The U.S. stock market was affected by weak economic indicators. Early in the session, the decline widened after Russia’s state-owned gas company Gazprom announced a reduction in natural gas supply. Concerns over the semiconductor industry led to declines in semiconductor stocks, which in turn triggered selling in tech stocks. However, later in the session, the drop narrowed after U.S. President Joe Biden stated that he does not believe the economy will enter a recession and mentioned that he would speak with Chinese President Xi Jinping during the week.


The fact that the U.S. stock market, led by technology stocks, declined with the Philadelphia Semiconductor Index falling 0.61% is expected to weigh on the domestic market on the 26th. However, the possibility of a stronger Korean won could positively influence foreign investor flows. Additionally, President Biden’s mention of talks with President Xi and his confidence in the U.S. economy are favorable for the domestic market. Nonetheless, with major events upcoming, a cautious stance is expected to persist.


◆ Seo Sang-young, Head of Media Content Division, Mirae Asset Securities = The Chicago Federal Reserve Bank’s June National Activity Index (NAI) was -0.19, remaining in negative territory for the second consecutive month. Notably, the three-month average dropped from 0.09 to -0.04, marking the first negative reading since June 2020, suggesting ongoing concerns about the economy.


Furthermore, Gazprom’s report that it would reduce natural gas inflow to Germany via the Nord Stream 1 pipeline from 40% to 20% due to turbine issues led to a narrowing of the euro’s gains and an expansion of index declines.


Given these circumstances and upcoming key events such as the FOMC meeting, market participants appear to have refrained from aggressive moves. Toward the close, the market narrowed losses or turned positive, influenced by President Biden’s confidence in the economy and his mention of talks with President Xi.


The U.S. market’s tech-led decline amid recession concerns ahead of major events poses a burden on the domestic market. Additionally, Barclays and Deutsche Bank’s expressed concerns about the semiconductor industry, including downward revisions of target prices and investment ratings for some stocks, contributed to the Philadelphia Semiconductor Index’s 0.61% drop, which is expected to dampen investor sentiment toward related stocks.

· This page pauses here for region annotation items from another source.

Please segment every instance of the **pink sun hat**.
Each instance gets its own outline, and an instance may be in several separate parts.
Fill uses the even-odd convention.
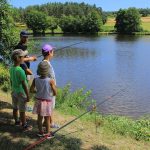
[[[42,47],[42,52],[50,52],[52,50],[56,49],[56,47],[53,47],[52,45],[50,44],[45,44],[43,47]]]

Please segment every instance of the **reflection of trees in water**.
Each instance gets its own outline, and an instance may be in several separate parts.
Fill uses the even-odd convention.
[[[81,49],[81,48],[69,48],[65,50],[61,50],[56,53],[55,57],[68,57],[68,58],[88,58],[88,57],[95,57],[96,51],[95,50],[88,50],[88,49]]]
[[[116,35],[116,41],[119,42],[135,42],[140,38],[140,36],[136,36],[136,35]]]

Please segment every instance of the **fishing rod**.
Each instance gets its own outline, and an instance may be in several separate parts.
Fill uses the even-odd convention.
[[[121,93],[123,90],[125,90],[125,89],[121,89],[121,90],[119,90],[118,92],[116,92],[115,94],[111,95],[110,97],[105,98],[102,102],[100,102],[99,104],[97,104],[97,107],[100,106],[100,105],[102,105],[103,103],[105,103],[107,100],[109,100],[109,99],[113,98],[114,96],[118,95],[118,94]],[[92,106],[92,108],[90,108],[90,109],[87,110],[86,112],[82,113],[81,115],[79,115],[79,116],[76,117],[75,119],[69,121],[68,123],[64,124],[64,125],[61,126],[59,129],[53,131],[53,135],[54,135],[55,133],[57,133],[58,131],[60,131],[61,129],[63,129],[63,128],[65,128],[66,126],[68,126],[69,124],[71,124],[72,122],[74,122],[74,121],[76,121],[77,119],[81,118],[81,117],[84,116],[85,114],[87,114],[87,113],[93,111],[93,110],[95,109],[95,107],[96,107],[96,106]]]
[[[97,106],[102,105],[103,103],[105,103],[106,101],[108,101],[109,99],[115,97],[116,95],[118,95],[119,93],[121,93],[122,91],[124,91],[126,88],[119,90],[118,92],[116,92],[115,94],[109,96],[108,98],[105,98],[102,102],[100,102],[99,104],[97,104]],[[64,124],[63,126],[61,126],[59,129],[56,129],[55,131],[51,132],[51,138],[55,137],[55,134],[57,132],[59,132],[61,129],[65,128],[66,126],[68,126],[69,124],[71,124],[72,122],[76,121],[77,119],[81,118],[82,116],[84,116],[85,114],[95,110],[96,106],[92,106],[92,108],[90,108],[89,110],[87,110],[86,112],[82,113],[81,115],[79,115],[78,117],[76,117],[75,119],[69,121],[68,123]],[[26,149],[24,150],[31,150],[32,148],[34,148],[36,145],[44,142],[47,139],[47,136],[41,138],[40,140],[36,141],[35,143],[29,145]]]
[[[74,44],[71,44],[71,45],[68,45],[68,46],[64,46],[64,47],[62,47],[62,48],[56,49],[56,51],[63,50],[63,49],[65,49],[65,48],[71,47],[71,46],[73,46],[73,45],[81,44],[81,43],[84,43],[84,42],[78,42],[78,43],[74,43]],[[41,55],[37,56],[37,58],[39,58],[39,57],[41,57],[41,56],[43,56],[43,55],[41,54]]]

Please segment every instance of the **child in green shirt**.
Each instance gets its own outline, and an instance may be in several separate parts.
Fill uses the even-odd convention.
[[[15,125],[22,124],[24,131],[32,129],[26,122],[26,103],[29,102],[29,90],[27,79],[24,70],[20,67],[20,64],[24,61],[24,56],[27,52],[21,49],[16,49],[12,52],[12,61],[14,65],[10,68],[10,81],[12,87],[12,105],[13,105],[13,117],[15,119]],[[20,113],[20,121],[18,120],[18,110]]]

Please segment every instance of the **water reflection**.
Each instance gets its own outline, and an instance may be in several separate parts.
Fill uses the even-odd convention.
[[[89,58],[95,57],[96,51],[95,50],[86,50],[83,48],[67,48],[65,50],[61,50],[59,52],[56,51],[55,57],[67,57],[67,58]]]
[[[52,65],[59,87],[69,82],[72,90],[91,89],[97,103],[125,88],[99,111],[132,117],[150,114],[150,36],[54,36],[35,40],[57,48],[84,42],[56,52]],[[38,62],[31,64],[34,72]]]

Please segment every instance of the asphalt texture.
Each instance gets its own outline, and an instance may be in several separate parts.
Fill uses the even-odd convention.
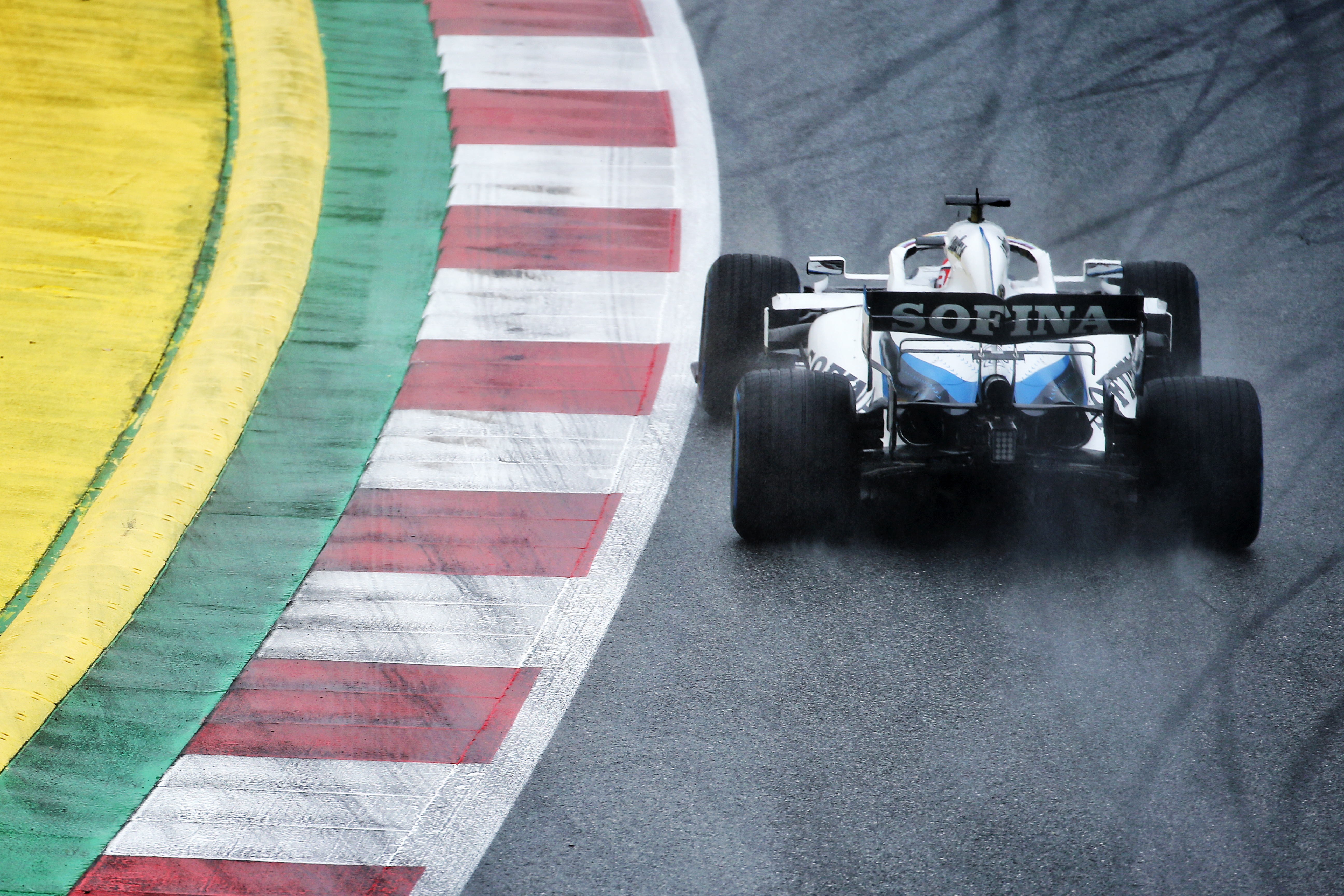
[[[1064,490],[747,547],[698,414],[466,892],[1344,892],[1344,3],[683,5],[724,251],[884,270],[978,187],[1056,273],[1187,262],[1263,528],[1152,544]]]

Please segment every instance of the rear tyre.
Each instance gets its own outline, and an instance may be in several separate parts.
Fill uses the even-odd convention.
[[[765,308],[798,292],[798,270],[771,255],[720,255],[704,281],[700,317],[700,404],[715,419],[732,412],[732,390],[765,353]]]
[[[1121,290],[1153,296],[1167,302],[1172,316],[1171,348],[1144,360],[1144,380],[1163,376],[1199,376],[1203,336],[1199,324],[1199,281],[1180,262],[1125,262]]]
[[[747,541],[844,539],[859,512],[849,383],[801,367],[751,371],[732,426],[732,528]]]
[[[1153,521],[1212,548],[1250,545],[1265,467],[1255,388],[1226,376],[1156,380],[1140,399],[1138,426]]]

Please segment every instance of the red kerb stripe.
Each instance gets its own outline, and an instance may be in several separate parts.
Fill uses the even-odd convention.
[[[496,666],[254,658],[234,680],[234,690],[444,693],[499,699],[516,676],[517,669]]]
[[[649,38],[638,0],[430,0],[435,35]]]
[[[675,271],[677,208],[450,206],[439,267]]]
[[[453,144],[675,146],[672,103],[660,90],[448,91]]]
[[[402,410],[649,414],[668,345],[422,340]]]
[[[539,672],[254,660],[184,752],[491,762]]]
[[[71,896],[406,896],[423,868],[99,856]]]
[[[356,492],[352,510],[313,568],[583,576],[620,500],[620,494],[532,492]],[[470,519],[458,525],[453,517]]]

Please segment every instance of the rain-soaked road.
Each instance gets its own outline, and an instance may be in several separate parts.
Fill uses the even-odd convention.
[[[1136,548],[1079,500],[749,548],[698,416],[466,892],[1344,892],[1344,3],[683,5],[724,251],[876,270],[980,187],[1056,273],[1185,261],[1206,372],[1263,403],[1265,525]]]

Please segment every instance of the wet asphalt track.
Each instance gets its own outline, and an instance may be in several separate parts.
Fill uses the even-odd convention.
[[[1056,273],[1185,261],[1265,527],[1138,548],[1073,496],[749,548],[700,416],[466,892],[1344,892],[1344,3],[683,5],[724,251],[878,270],[978,185]]]

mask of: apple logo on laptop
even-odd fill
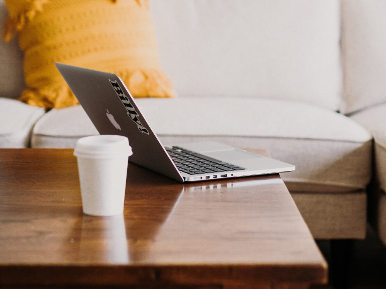
[[[117,121],[115,120],[114,116],[109,112],[109,110],[106,110],[106,111],[107,112],[106,113],[106,115],[107,116],[107,118],[109,119],[109,120],[110,121],[112,124],[113,124],[113,125],[114,126],[115,128],[117,130],[121,130],[121,126],[120,126],[118,123],[117,122]]]

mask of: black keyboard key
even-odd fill
[[[199,157],[200,158],[203,158],[205,160],[208,160],[209,161],[211,161],[213,162],[216,162],[218,161],[219,161],[219,160],[216,159],[215,158],[213,158],[209,156],[207,156],[206,155],[202,155],[201,154],[199,153],[195,153],[193,155],[196,156],[196,157]]]

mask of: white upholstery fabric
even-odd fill
[[[374,137],[376,174],[381,188],[386,191],[386,104],[364,110],[351,118]]]
[[[32,127],[44,114],[41,108],[0,98],[0,148],[27,147]]]
[[[337,0],[152,0],[163,67],[180,97],[302,101],[337,110]]]
[[[347,191],[363,188],[371,173],[371,138],[348,118],[294,102],[229,98],[137,99],[163,143],[215,140],[265,148],[294,163],[282,174],[291,189]],[[80,107],[52,110],[34,130],[34,147],[73,147],[96,133]],[[66,120],[66,121],[65,121]],[[130,138],[129,138],[130,141]]]
[[[0,28],[8,13],[0,0]],[[15,38],[9,43],[0,39],[0,95],[16,98],[24,88],[23,55]]]
[[[386,1],[342,0],[342,14],[347,114],[386,102]]]

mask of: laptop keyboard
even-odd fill
[[[234,164],[220,161],[197,152],[173,146],[165,148],[180,171],[199,174],[245,169]]]

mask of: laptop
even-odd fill
[[[119,76],[56,65],[99,133],[127,137],[133,150],[131,162],[181,182],[295,169],[294,165],[215,142],[164,146]]]

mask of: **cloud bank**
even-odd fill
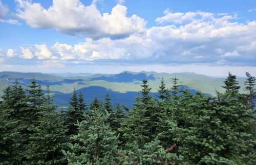
[[[155,26],[146,28],[143,18],[127,15],[124,1],[117,1],[110,13],[99,11],[95,5],[98,1],[86,6],[79,0],[53,0],[47,9],[31,1],[16,2],[16,16],[29,27],[81,36],[84,41],[23,45],[6,51],[6,57],[48,67],[92,63],[256,66],[256,21],[239,22],[237,14],[166,9]]]

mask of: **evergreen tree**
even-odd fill
[[[0,154],[4,155],[0,157],[4,156],[3,159],[9,164],[21,164],[26,160],[29,132],[31,129],[31,112],[28,108],[25,91],[17,81],[4,90],[4,93],[0,128],[3,141],[0,144],[5,144],[1,147],[5,151],[1,152]]]
[[[177,103],[179,101],[180,99],[180,97],[178,96],[178,93],[180,92],[179,89],[180,85],[178,84],[178,79],[176,78],[176,76],[174,77],[174,78],[172,78],[173,80],[173,87],[172,87],[172,98],[173,99],[173,101]]]
[[[120,129],[127,142],[127,147],[131,147],[134,140],[141,146],[151,142],[156,135],[155,102],[150,95],[151,88],[147,85],[147,81],[143,80],[141,86],[141,97],[136,98],[133,109],[129,111]]]
[[[69,144],[70,150],[63,151],[70,164],[112,164],[118,162],[118,136],[111,130],[107,121],[108,112],[94,109],[90,115],[79,123],[78,134]]]
[[[42,115],[30,137],[27,156],[29,164],[61,164],[67,161],[61,150],[67,148],[67,130],[60,114],[56,111],[57,106],[49,93],[48,86]]]
[[[41,85],[36,83],[35,77],[30,82],[30,85],[28,86],[27,101],[31,108],[38,109],[38,107],[41,106],[45,102],[45,98],[41,89]]]
[[[110,124],[112,130],[117,131],[121,127],[121,123],[123,121],[125,114],[121,108],[119,104],[117,104],[114,110],[110,114]]]
[[[224,82],[225,86],[223,86],[222,87],[226,89],[226,92],[231,95],[238,93],[240,86],[238,85],[239,83],[237,80],[237,76],[232,75],[229,73],[228,77]]]
[[[85,103],[82,92],[80,92],[78,98],[78,109],[79,111],[85,112],[87,110],[87,105]]]
[[[170,90],[166,88],[163,78],[162,78],[161,80],[161,84],[158,89],[159,94],[158,97],[159,99],[163,100],[169,100],[170,98]]]
[[[179,155],[189,164],[248,164],[242,160],[253,150],[253,116],[239,100],[223,95],[210,101],[198,93],[183,105],[184,123],[172,128]]]
[[[69,104],[70,105],[70,108],[73,109],[74,111],[78,109],[78,100],[77,99],[76,89],[74,89]]]
[[[164,150],[157,139],[145,144],[140,147],[136,143],[133,148],[126,151],[124,155],[118,153],[122,157],[122,164],[180,164],[184,163],[182,156],[177,156],[176,154],[170,153],[175,149],[175,144],[172,147]],[[185,164],[185,163],[184,163]]]
[[[81,96],[79,100],[81,100],[81,101],[82,99],[82,96]],[[80,106],[79,103],[82,104],[83,102],[81,102],[80,103],[78,100],[76,91],[75,89],[74,89],[73,95],[69,103],[70,106],[66,114],[66,122],[68,128],[67,133],[68,135],[77,133],[78,128],[76,126],[77,121],[81,122],[84,119],[83,113],[85,112],[84,109],[83,109],[82,107],[84,106],[84,105]]]
[[[247,79],[245,82],[244,84],[245,85],[245,89],[248,91],[246,97],[248,99],[249,107],[251,110],[253,110],[255,98],[256,97],[256,92],[255,92],[254,89],[254,85],[256,84],[256,79],[255,77],[251,76],[248,72],[246,72],[246,75]]]
[[[100,108],[102,106],[102,103],[100,102],[98,99],[95,98],[94,100],[91,103],[90,105],[90,109],[94,110],[94,109]]]
[[[111,104],[111,99],[109,95],[109,93],[106,93],[106,97],[105,98],[105,104],[104,104],[105,110],[106,110],[109,113],[111,112],[112,111],[112,105]]]

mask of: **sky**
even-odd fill
[[[0,72],[256,75],[255,0],[0,0]]]

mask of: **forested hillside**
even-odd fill
[[[229,74],[215,97],[175,77],[161,79],[154,97],[144,79],[131,109],[112,104],[108,91],[87,104],[74,90],[60,111],[50,86],[16,80],[0,102],[0,164],[255,164],[256,80],[246,76],[244,93]]]

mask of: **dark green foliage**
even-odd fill
[[[80,92],[78,98],[78,109],[81,111],[86,111],[87,110],[87,105],[84,102],[81,92]]]
[[[163,78],[161,80],[161,84],[158,89],[158,98],[162,100],[169,100],[170,98],[170,90],[166,88]]]
[[[110,123],[112,129],[117,131],[121,127],[121,123],[124,120],[125,114],[122,110],[119,104],[117,104],[115,109],[110,115]]]
[[[119,153],[124,158],[122,164],[180,164],[183,161],[182,156],[178,157],[175,154],[169,153],[175,148],[165,150],[160,144],[160,142],[157,139],[144,144],[143,147],[140,147],[135,143],[126,155]],[[175,146],[174,145],[173,147]]]
[[[151,88],[148,87],[147,80],[143,80],[141,86],[141,97],[137,97],[134,107],[129,111],[127,118],[121,124],[120,130],[127,140],[128,147],[134,140],[139,145],[143,145],[151,142],[156,135],[155,102],[150,95]]]
[[[97,98],[94,99],[90,105],[90,109],[98,109],[102,106],[102,103]]]
[[[172,80],[173,80],[173,87],[172,87],[171,90],[172,99],[174,102],[177,102],[180,99],[178,93],[180,92],[179,88],[180,85],[178,84],[178,81],[179,80],[179,79],[177,79],[176,76],[174,77],[174,78],[172,78]]]
[[[118,136],[111,130],[108,112],[92,110],[90,115],[78,123],[78,134],[72,138],[70,150],[63,151],[70,164],[111,164],[118,161]]]
[[[111,99],[110,98],[109,93],[106,93],[106,97],[105,98],[104,104],[105,110],[109,113],[112,111],[112,105],[111,104]]]
[[[237,76],[232,75],[230,73],[229,73],[228,77],[224,82],[225,86],[222,87],[226,89],[226,92],[229,92],[233,95],[238,93],[240,87],[238,85],[239,83],[237,80]]]
[[[82,95],[80,93],[78,101],[75,89],[74,89],[69,103],[70,107],[66,114],[66,124],[68,128],[68,135],[72,135],[77,133],[78,128],[76,124],[77,121],[80,122],[83,120],[86,106],[83,103]]]
[[[255,164],[255,80],[246,76],[247,93],[229,73],[217,98],[180,90],[175,77],[172,99],[162,79],[155,100],[144,80],[130,110],[108,93],[87,110],[74,90],[59,113],[49,86],[44,94],[34,79],[26,95],[16,81],[0,101],[0,164]]]
[[[254,91],[256,79],[255,77],[251,76],[248,72],[246,72],[246,75],[247,79],[244,84],[245,85],[245,89],[247,91],[246,98],[248,99],[249,107],[253,110],[254,107],[254,101],[256,97],[256,92]]]

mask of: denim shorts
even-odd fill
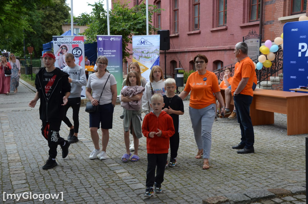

However, the likelihood of a stronger Korean won could be a positive factor for foreign investor demand. President Biden’s remarks about the meeting with President Xi and his confidence in the U.S. economy are also favorable. The domestic market is expected to open with a rise of around 0.3%, with limited fluctuations depending on foreign investor activity in the semiconductor sector.


◆ Han Ji-young, Researcher at Kiwoom Securities = Currently, market participants are adopting a wait-and-see approach ahead of major midweek events, refraining from directional bets.


While the White House officially states that the strong labor market supports the view that the economy will avoid a recession, the market seems to place more weight on the possibility of a technical recession, defined as two consecutive quarters of negative growth. However, considering the significant declines in major markets such as Korea and the U.S. since May, when recession risks began to surface, it is expected that even if a recession is confirmed, the market will treat it as a foregone negative fact.


Following mixed performance in the domestic market the previous day, supported by strength in automobile stocks and improved foreign investor flows, the market is expected to show limited movement influenced by cautious sentiment ahead of major midweek events.



Additionally, Walmart’s significant downward revision of its annual guidance after the U.S. market close is a negative factor. This is expected to constrain improvement in overall investor sentiment, affecting not only domestic retail stocks but the broader market. Walmart’s earnings weakness is linked to changes in consumer spending patterns and demand weakness, which could lead to inventory management issues for certain or key products. However, stocks related to electrical equipment, automobiles, and groceries, which are relatively free from inventory issues, are expected to show favorable price movements today.


This content was produced with the assistance of AI translation services.